Já o observador equatoriano Nicanor Moscoso atestou que ‘não havia nenhuma possibilidade de comunicação’ entre o mecanismo de reconhecimento das digitais do eleitor e a máquina de votação. Essa foi uma das alegações da oposição. O CNE atendeu à exigência de eliminar a ligação entre o leitor das digitais e as máquinas, e mesmo assim a oposição se retirou das eleições.
Reportagem 3
Entrevista com o cientista político Carlos Romero
´Foi um erro a oposição se retirar´
Num país polarizado, marcado pela hostilidade dos intelectuais em relação a Hugo Chávez, o cientista político Carlos Romero, além de analista arguto, tem a rara qualidade da isenção. Em entrevista ao Estado, Romero, de 52 anos, professor da Universidade Central da Venezuela, avalia que o país pode estar ingressando num regime de partido único. A partir do ano que vem, acredita Romero, a oposição deverá ser exercida nas ruas e nos meios de comunicação, uma vez que será praticamente excluída da Assembléia Nacional, na eleição de amanhã.
‘A oposição está indiferente, muito pessimista’, diz. ‘Não crê mais em seus dirigentes.’ Para Romero, ‘Chávez tem controle total’ sobre o país. Ele acha que o que se está implantando na Venezuela não é um sistema parecido com o cubano, mas uma política populista.
(…)
O Globo
Venezuela: boicote abaixo do previsto
Apesar de quatro partidos de oposição terem decidido boicotar as eleições legislativas de amanhã na Venezuela, até ontem somente 78 dos 4.056 candidatos haviam retirado suas candidaturas, segundo o Defensor do Povo, Germán Mundaráin. Os números são contestados pela oposição, que ameaça retirar também seus fiscais das mesas de apuração.

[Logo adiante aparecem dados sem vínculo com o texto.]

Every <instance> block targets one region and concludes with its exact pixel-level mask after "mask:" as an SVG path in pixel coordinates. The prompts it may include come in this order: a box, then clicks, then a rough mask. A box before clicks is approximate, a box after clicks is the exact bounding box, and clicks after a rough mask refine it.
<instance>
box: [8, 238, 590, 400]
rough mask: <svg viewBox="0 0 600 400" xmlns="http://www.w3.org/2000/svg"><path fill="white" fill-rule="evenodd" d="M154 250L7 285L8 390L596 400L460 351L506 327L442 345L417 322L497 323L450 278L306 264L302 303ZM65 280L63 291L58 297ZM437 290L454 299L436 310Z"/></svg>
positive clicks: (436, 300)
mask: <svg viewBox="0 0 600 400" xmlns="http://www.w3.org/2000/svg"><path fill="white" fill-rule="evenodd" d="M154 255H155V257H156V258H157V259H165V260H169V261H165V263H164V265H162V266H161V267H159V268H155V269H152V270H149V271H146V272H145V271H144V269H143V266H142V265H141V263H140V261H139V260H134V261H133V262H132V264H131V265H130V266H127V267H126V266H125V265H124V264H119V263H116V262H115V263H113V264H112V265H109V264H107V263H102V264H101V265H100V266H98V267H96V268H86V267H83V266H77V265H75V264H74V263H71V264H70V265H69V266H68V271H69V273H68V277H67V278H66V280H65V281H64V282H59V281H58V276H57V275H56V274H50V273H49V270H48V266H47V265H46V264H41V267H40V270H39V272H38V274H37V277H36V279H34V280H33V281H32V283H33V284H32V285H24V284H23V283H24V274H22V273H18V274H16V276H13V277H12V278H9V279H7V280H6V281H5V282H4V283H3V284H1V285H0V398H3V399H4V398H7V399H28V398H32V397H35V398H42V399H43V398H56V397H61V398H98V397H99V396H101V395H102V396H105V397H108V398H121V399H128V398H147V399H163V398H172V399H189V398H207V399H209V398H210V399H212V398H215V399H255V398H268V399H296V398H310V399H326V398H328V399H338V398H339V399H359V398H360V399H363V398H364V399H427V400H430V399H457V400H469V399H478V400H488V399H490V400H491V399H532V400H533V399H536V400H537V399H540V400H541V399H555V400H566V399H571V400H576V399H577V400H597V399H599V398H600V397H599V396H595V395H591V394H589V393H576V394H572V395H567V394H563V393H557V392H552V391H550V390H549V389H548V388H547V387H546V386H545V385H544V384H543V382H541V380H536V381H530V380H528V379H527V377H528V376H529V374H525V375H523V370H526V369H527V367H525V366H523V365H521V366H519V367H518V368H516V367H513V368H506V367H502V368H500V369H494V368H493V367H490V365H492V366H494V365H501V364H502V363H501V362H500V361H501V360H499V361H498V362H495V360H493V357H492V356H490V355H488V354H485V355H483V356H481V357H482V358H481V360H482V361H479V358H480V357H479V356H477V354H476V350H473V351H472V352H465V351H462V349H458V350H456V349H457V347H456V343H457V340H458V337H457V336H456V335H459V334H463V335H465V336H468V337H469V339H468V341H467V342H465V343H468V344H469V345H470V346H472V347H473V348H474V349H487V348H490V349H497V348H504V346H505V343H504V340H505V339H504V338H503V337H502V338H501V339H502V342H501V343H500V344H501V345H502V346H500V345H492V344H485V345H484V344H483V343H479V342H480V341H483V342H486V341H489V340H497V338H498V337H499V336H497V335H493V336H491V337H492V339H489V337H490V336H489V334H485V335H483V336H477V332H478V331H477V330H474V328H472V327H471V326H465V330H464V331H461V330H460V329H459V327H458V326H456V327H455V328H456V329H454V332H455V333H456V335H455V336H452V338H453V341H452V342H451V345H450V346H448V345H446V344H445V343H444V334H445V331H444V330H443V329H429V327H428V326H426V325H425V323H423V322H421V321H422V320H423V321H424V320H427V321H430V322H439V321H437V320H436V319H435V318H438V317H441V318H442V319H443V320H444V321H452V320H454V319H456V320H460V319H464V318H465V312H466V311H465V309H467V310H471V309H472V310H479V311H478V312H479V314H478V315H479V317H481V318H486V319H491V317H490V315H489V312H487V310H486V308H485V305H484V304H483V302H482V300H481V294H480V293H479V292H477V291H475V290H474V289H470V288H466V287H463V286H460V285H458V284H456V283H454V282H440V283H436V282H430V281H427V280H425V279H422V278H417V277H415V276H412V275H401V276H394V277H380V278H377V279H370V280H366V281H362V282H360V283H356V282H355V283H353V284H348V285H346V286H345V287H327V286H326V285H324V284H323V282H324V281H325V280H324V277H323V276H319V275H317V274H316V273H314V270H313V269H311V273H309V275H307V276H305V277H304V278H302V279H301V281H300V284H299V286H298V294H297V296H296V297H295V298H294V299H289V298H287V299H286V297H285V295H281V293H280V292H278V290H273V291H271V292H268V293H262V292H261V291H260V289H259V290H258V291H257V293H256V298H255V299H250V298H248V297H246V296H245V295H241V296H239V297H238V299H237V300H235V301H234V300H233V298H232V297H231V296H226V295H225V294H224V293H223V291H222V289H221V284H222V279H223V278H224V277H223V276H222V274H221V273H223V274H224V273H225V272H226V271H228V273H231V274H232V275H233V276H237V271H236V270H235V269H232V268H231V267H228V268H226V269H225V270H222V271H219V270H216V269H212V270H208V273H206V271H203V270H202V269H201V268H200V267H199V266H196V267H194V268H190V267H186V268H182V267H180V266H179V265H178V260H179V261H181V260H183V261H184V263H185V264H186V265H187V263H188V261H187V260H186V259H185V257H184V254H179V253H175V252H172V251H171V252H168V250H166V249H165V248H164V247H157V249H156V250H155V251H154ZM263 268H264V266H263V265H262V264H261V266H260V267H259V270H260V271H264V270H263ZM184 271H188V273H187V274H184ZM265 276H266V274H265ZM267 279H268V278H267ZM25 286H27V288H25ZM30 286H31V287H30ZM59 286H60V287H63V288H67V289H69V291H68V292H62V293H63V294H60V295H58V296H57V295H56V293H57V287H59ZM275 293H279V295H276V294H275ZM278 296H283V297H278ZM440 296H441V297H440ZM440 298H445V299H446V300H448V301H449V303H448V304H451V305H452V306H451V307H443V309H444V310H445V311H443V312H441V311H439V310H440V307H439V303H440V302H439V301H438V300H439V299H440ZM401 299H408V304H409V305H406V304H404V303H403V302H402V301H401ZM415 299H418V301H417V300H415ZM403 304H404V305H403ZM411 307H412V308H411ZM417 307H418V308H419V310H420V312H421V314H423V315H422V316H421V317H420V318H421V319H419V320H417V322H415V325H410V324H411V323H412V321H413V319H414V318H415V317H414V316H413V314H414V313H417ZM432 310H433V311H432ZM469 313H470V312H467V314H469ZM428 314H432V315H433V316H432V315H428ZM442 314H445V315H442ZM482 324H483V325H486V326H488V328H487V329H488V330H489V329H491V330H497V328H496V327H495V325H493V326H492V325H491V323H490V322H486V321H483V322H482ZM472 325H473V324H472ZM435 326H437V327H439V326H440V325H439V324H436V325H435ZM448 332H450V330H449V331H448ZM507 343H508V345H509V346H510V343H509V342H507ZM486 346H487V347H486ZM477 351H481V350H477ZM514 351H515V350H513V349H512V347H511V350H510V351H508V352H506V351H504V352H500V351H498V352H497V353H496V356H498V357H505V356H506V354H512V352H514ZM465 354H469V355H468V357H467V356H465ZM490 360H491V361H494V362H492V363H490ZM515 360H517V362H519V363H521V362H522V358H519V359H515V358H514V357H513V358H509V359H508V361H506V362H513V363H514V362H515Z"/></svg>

Esta semana os partidos Ação Democrática, Copei, Projeto Venezuela e Primeiro Justiça — que juntos têm 41 cadeiras na Assembléia Nacional — anunciaram que se retirariam das eleições que vão escolher os novos 167 deputados, alegando irregularidades no pleito.
Henry Ramos, secretário-geral da Ação Democrática (principal força de oposição), contestou ontem os números do governo. Ele afirmou que os principais candidatos de seu partido já haviam renunciado e reiterou que as renúncias continuariam hoje. Disse ainda que seu partido retirará os fiscais das mesas de apuração, mas vigiará o comparecimento às seções eleitorais. Com a decisão, os quatro partidos rompem um compromisso assumido com a Organização dos Estados Americanos e com a União Européia de participarem das eleições.
O governo acusa os EUA de estarem por trás do boicote, dizendo ser uma tentativa de criar ‘um vazio eleitoral’ para contestar a legitimidade do novo Congresso. Por outro lado, o governo tem hoje 54% das cadeiras na Assembléia Nacional. Uma retirada da oposição abriria espaço para que políticos que apóiam o presidente Hugo Chávez consigam os dois terços das cadeiras necessários para aprovar reformas contitucionais.
— Não vou acusar os cães, mas o amo dos cães; o governo dos EUA — disse Chávez.
A embaixada americana em Caracas disse que o governo venezuelano fazia acusações infundadas.
As eleições de amanhã estão ainda ameaçadas pela abstenção dos eleitores, que chegou a 43,95% no pleito de 2000.